15. Ancak, bozma nedenlerinin kamu düzenine ilişkin ve dolayısıyla hâkimin kendiliğinden göz önünde bulundurması gereken sebeplerden olmaması hâlinde taraflar veya vekilleri bozma kararına direnilmesini istememişlerse artık mahkemece önceki kararda direnilemez. Bozma kararına uyulması gereklidir.

16. Nitekim aynı ilkeler Hukuk Genel Kurulunun 27.11.2013 tarihli ve 2013/18-383 E., 2013/1609 K.; 22.05.2013 tarihli ve 2012/6-1852 E., 2013/760 K. sayılı kararlarında da benimsenmiştir.

17. Uyuşmazlık konusu davada bozma sonrasında davacı vekili duruşmadaki beyanında bozma ilamına bir diyeceklerinin olmadığını bildirmiş, davalı vekili de bozma ilamına uyulmasını talep etmiştir.

18. Bu durumda; bozma sebebi kamu düzenine ilişkin olmayıp, taraflarca da direnme kararı verilmesi istenilmediği hâlde mahkemece önceki kararda direnilmesi usul ve yasaya aykırıdır.

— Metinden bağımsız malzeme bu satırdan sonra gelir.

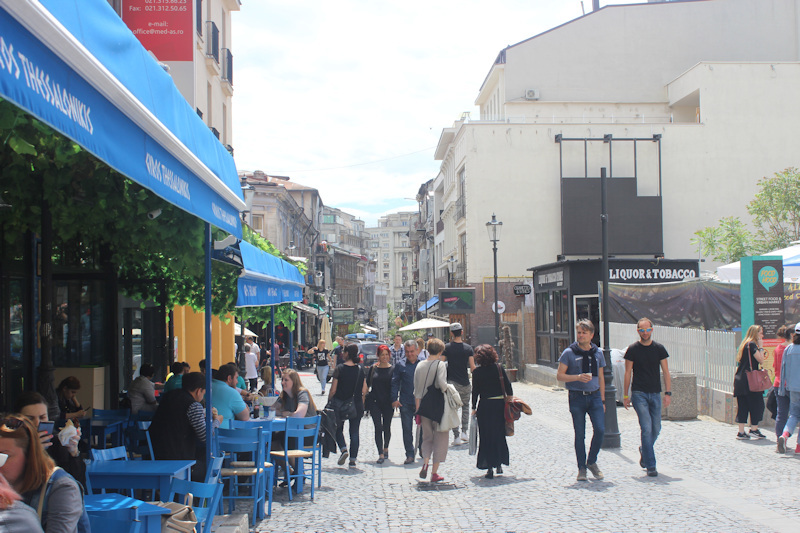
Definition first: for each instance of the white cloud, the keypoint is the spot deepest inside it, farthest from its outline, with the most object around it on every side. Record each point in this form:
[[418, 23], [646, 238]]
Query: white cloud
[[325, 85]]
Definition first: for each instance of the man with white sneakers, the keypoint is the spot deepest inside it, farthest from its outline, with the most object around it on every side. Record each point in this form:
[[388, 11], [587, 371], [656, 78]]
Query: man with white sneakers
[[460, 356]]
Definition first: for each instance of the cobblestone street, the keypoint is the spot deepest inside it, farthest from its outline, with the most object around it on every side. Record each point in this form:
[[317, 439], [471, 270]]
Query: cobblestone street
[[708, 481]]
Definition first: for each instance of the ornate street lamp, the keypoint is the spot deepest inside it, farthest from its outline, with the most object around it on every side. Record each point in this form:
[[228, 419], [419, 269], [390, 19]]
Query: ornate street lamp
[[494, 228]]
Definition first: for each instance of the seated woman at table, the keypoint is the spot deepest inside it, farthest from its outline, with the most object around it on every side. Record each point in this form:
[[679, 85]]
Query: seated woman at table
[[179, 424], [33, 406], [15, 515], [31, 472], [68, 403]]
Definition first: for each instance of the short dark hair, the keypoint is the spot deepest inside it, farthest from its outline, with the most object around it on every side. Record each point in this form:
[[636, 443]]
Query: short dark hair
[[485, 355], [228, 369], [71, 383], [28, 398], [351, 350], [193, 381]]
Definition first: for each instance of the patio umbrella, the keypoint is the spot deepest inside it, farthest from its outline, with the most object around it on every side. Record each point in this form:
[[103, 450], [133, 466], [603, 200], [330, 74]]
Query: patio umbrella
[[325, 331], [426, 323]]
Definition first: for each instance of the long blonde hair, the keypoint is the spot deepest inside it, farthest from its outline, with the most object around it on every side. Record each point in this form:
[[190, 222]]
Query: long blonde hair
[[297, 387], [752, 336]]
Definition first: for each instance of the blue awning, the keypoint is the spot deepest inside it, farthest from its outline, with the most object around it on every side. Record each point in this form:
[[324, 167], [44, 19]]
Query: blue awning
[[430, 303], [76, 66], [266, 279]]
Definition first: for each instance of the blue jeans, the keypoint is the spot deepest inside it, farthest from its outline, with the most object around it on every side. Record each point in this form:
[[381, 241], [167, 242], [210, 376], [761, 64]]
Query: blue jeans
[[648, 408], [794, 413], [407, 423], [579, 406]]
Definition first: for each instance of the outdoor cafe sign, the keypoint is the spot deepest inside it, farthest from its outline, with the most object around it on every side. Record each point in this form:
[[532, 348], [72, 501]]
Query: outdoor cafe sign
[[762, 293]]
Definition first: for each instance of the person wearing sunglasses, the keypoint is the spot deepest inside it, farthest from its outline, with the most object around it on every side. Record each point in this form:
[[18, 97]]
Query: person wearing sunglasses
[[15, 515], [54, 494], [645, 360], [32, 405]]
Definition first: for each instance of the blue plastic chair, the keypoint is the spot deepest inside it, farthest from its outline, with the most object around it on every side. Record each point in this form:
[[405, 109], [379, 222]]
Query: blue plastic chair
[[235, 442], [205, 500], [296, 432], [118, 520]]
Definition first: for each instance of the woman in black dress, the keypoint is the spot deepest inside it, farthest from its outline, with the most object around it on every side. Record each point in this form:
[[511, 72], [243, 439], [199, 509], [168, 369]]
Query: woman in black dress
[[348, 382], [486, 385], [748, 357], [379, 383]]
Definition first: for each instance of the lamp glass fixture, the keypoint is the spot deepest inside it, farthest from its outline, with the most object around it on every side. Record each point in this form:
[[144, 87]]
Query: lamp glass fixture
[[494, 228]]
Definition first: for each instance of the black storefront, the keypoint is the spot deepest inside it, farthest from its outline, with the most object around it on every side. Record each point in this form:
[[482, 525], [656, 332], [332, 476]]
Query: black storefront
[[568, 291]]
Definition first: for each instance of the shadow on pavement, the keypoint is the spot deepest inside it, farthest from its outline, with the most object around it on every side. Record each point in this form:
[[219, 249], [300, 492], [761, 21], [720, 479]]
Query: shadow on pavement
[[499, 480]]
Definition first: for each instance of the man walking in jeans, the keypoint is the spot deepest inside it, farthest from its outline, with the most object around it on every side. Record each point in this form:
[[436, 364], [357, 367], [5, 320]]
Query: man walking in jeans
[[646, 359], [403, 396], [460, 356], [579, 367]]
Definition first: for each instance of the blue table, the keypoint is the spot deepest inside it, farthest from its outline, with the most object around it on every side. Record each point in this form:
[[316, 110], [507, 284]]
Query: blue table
[[149, 514], [154, 475]]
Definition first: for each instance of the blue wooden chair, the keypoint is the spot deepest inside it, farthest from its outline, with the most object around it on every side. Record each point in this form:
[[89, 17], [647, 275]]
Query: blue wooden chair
[[109, 454], [294, 450], [119, 520], [205, 500], [240, 474]]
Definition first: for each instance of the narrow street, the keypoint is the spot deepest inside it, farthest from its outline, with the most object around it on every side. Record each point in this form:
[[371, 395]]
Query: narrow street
[[705, 483]]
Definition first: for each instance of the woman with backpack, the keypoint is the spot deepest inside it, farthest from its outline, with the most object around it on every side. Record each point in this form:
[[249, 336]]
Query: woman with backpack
[[50, 491]]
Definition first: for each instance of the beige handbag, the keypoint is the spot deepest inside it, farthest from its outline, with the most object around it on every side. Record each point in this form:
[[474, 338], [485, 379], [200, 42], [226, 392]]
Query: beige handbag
[[181, 518]]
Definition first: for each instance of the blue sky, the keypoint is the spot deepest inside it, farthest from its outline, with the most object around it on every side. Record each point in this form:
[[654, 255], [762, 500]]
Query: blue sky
[[350, 97]]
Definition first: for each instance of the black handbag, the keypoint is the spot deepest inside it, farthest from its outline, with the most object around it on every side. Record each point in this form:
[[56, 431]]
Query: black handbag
[[431, 406]]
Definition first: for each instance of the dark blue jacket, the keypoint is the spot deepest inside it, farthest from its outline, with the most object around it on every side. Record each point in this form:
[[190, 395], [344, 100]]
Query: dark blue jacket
[[403, 382]]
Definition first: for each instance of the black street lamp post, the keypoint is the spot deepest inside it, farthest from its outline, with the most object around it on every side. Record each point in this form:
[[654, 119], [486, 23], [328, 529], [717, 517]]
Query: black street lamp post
[[494, 228]]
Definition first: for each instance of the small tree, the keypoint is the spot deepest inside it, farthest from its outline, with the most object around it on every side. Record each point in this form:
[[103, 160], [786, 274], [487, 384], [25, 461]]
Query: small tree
[[776, 219]]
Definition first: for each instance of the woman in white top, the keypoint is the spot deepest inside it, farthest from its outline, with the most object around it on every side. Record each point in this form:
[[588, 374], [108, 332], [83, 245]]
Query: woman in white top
[[432, 371]]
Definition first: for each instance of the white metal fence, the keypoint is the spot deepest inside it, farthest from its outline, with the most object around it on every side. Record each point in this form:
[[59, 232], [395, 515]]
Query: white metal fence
[[709, 355]]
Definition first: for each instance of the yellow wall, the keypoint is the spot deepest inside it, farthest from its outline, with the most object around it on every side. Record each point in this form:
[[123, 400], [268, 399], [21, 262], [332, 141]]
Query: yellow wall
[[189, 329]]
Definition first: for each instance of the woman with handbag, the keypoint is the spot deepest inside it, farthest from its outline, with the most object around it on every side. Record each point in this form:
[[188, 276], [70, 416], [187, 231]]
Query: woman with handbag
[[379, 400], [491, 384], [430, 385], [749, 401], [346, 397], [790, 388]]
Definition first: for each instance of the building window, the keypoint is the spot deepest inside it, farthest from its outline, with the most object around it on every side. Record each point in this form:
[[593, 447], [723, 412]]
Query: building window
[[258, 222]]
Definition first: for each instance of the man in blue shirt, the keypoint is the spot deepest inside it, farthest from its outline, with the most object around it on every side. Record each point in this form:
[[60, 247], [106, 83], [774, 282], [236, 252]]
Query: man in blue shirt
[[579, 368], [224, 396], [403, 396]]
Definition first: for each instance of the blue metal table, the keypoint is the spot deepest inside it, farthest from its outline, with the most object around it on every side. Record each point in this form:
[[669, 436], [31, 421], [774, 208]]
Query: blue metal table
[[154, 475], [149, 514]]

19. Bu nedenle direnme kararı usul yönünden bozulmalıdır.

V. SONUÇ:

Açıklanan nedenlerle;

Davalı vekilinin temyiz itirazlarının kabulü ile, direnme kararının yukarıda gösterilen nedenden dolayı 6217 sayılı Kanun’un 30. maddesi ile 6100 sayılı Hukuk Muhakemeleri Kanunu’na eklenen geçici 3. maddeye göre uygulanmakta olan 1086 sayılı Hukuk Usulü Muhakemeleri Kanunu’nun 429. maddesi gereğince BOZULMASINA,

Bozma nedenine göre diğer temyiz itirazlarının incelenmesine yer olmadığına,

İstek hâlinde temyiz peşin harcının yatırana geri verilmesine,

Aynı Kanun’un 440/III-1. maddesi uyarınca karar düzeltme yolu kapalı olmak üzere, 02.12.2021 tarihinde oy birliği ile kesin olarak karar verildi.